Observados na Mata: O Prazer do Exibicionismo (Versão Ajustada)
Sou Rogério, 46 anos, veterinário de grandes animais. Com 1,80m e 98kg de puro músculo e pelos, ostento um bigode grosso que cultivo desde a juventude. Sou um cara rústico, atlético e carrego comigo uma peça de respeito, bem acima da média nacional. Tenho um fetiche que me persegue: ser observado por outros homens enquanto enterro o meu cacete na minha mulher, a Deby. Não sou gay, mas adoro esfregar na cara deles como se fode de verdade, deixando-os mortos de inveja do meu corpo e da minha performance.
Débora tem 44 anos e é uma safada de marca maior. Foi casada por oito anos com o Daniel, meu vizinho, que eu fudia ele depois. Hoje, ele vive sozinho e vive me cercando, inventando consultas veterinárias inexistentes só pra me ver. Já saiu do banheiro peladão "sem querer" na minha frente e vive me secando quando limpo a piscina. Eu só escuto e curto o poder que tenho sobre esses caras.
O Flagrante no Parque
Em um sábado de calor, caminhávamos por um parque isolado. Eu estava de calção de atletismo, sem cueca, sentindo o peso do meu membro balançando. Ela, de top e bermuda justa. A bexiga apertou e decidimos entrar no mato pra aliviar. Caminhamos entre os arbustos até ficarmos bem escondidos.
Enquanto ela baixava a calcinha pra mijar, avistei um sujeito sentado em um tronco, a uns dez metros. Estava fumando um baseado e batendo uma punheta distraída. O tesão subiu instantaneamente. Meu pau ficou de pedra, latejando.
— Porra, amor... olha como eu estou. Vamos agora! — sussurrei, puxando-a pra perto.
— Aqui? É perigoso, Rogério! — ela arquejou, mas os olhos já entregavam a luxúria.
— Eu cuido. Engole tudo agora!!.
Ela se ajoelhou e começou a me engolir com gula. Eu vigiava o cara. Fiz uns barulhos nos arbustos de propósito. Ele parou a punheta, olhou em volta e, finalmente, nos encontrou. Quando percebi que ele estava hipnotizado, arranquei o calção. Comecei a meter ali mesmo, de pé, segurando a sua perna pro alto.
O Jogo de Sedução
O cara não foi embora. Pelo contrário, se aproximou. Era um sujeito de uns 30 anos, forte, cara de academia. Ele parou entre as árvores com os olhos fixos na penetração. Fiz um sinal de silêncio pra ele. Ele entendeu o jogo e começou a se despir ali mesmo.
— Fica de costas pra ele, amor... — ordenei pra Débora.
Ergui a sua perna e comecei a socar com força, fazendo o som da carne batendo ecoar na mata. O cara estava enlouquecendo. Ele mordia os lábios, puxava os próprios mamilos e batia uma punheta furiosa enquanto via meu cacete entrando e saindo daquele buraquinho quente.
Tirei o pau de dentro e simulei que ia cuspir no bico. Dei uma balançada pra ele ver o tamanho da peça. Ele quase caiu pra trás, fazendo sinais de que era enorme e grosso. Ele implorava em silêncio pra entrar na brincadeira, mas eu apenas negava com a cabeça, aumentando a velocidade das estocadas.

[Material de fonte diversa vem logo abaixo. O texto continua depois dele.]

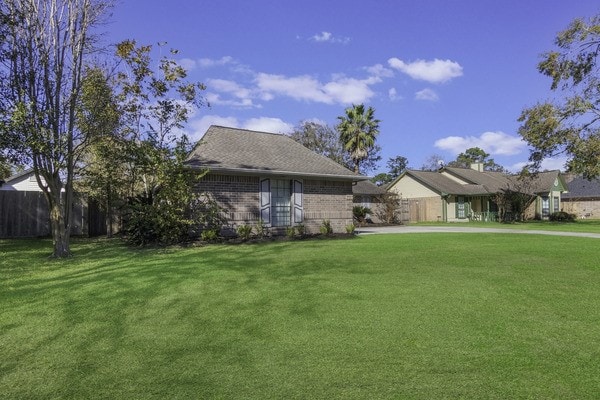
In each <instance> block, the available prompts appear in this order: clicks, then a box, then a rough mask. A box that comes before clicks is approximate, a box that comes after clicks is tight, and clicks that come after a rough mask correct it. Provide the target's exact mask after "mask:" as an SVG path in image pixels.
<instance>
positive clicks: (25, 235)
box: [0, 190, 106, 238]
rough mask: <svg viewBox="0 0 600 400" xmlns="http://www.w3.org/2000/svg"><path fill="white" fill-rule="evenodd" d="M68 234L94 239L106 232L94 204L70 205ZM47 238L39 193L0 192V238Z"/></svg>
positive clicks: (82, 200)
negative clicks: (96, 237) (88, 236)
mask: <svg viewBox="0 0 600 400" xmlns="http://www.w3.org/2000/svg"><path fill="white" fill-rule="evenodd" d="M72 217H73V218H72V221H71V234H72V235H77V236H97V235H102V234H105V233H106V226H105V225H104V218H103V216H102V213H101V212H100V210H99V209H98V207H97V205H96V203H95V202H92V201H90V202H89V204H88V202H87V201H86V200H84V199H82V198H76V199H75V201H74V202H73V210H72ZM49 235H50V213H49V211H48V203H47V202H46V198H45V197H44V194H43V193H42V192H33V191H32V192H29V191H27V192H25V191H9V190H0V238H19V237H43V236H49Z"/></svg>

— Soca, macho vai tarado! Atola esse cacete! — ela gritava, sem saber que tínhamos plateia.
O cara estava chegando ao limite. Ele se escorava na árvore, gemendo baixinho enquanto me via dominar a minha mulher. Quando os mosquitos começaram a castigar a pele dela, resolvi encerrar. Tirei o pau todo melado, mostrei pra ele uma última vez e vi os jatos de porra do cara caindo nas folhas . Fiz um sinal pro cara sumir.
O Convite Especial
Saímos do mato e, minutos depois, sentados na praça, um carro de luxo passou devagar. Era ele. O sujeito jogou um cartão pela janela. Peguei sem que a Débora visse. "Felipe".
Liguei pra ele dias depois. Felipe é enfermeiro, 29 anos e casado. Ele confessou que nunca viu nada tão viril quanto aquele cacete em ação. Agora, ele quer me encontrar no próximo sábado. Me mandou fotos da esposa dele e sugeriu um trio.
O convite está na mesa. Estou pensando seriamente em levar a minha safadinha pra conhecê-los e mostrar pra esse enfermeiro como é que se cuida de uma mulher — enquanto ele assiste e, quem sabe, me serve.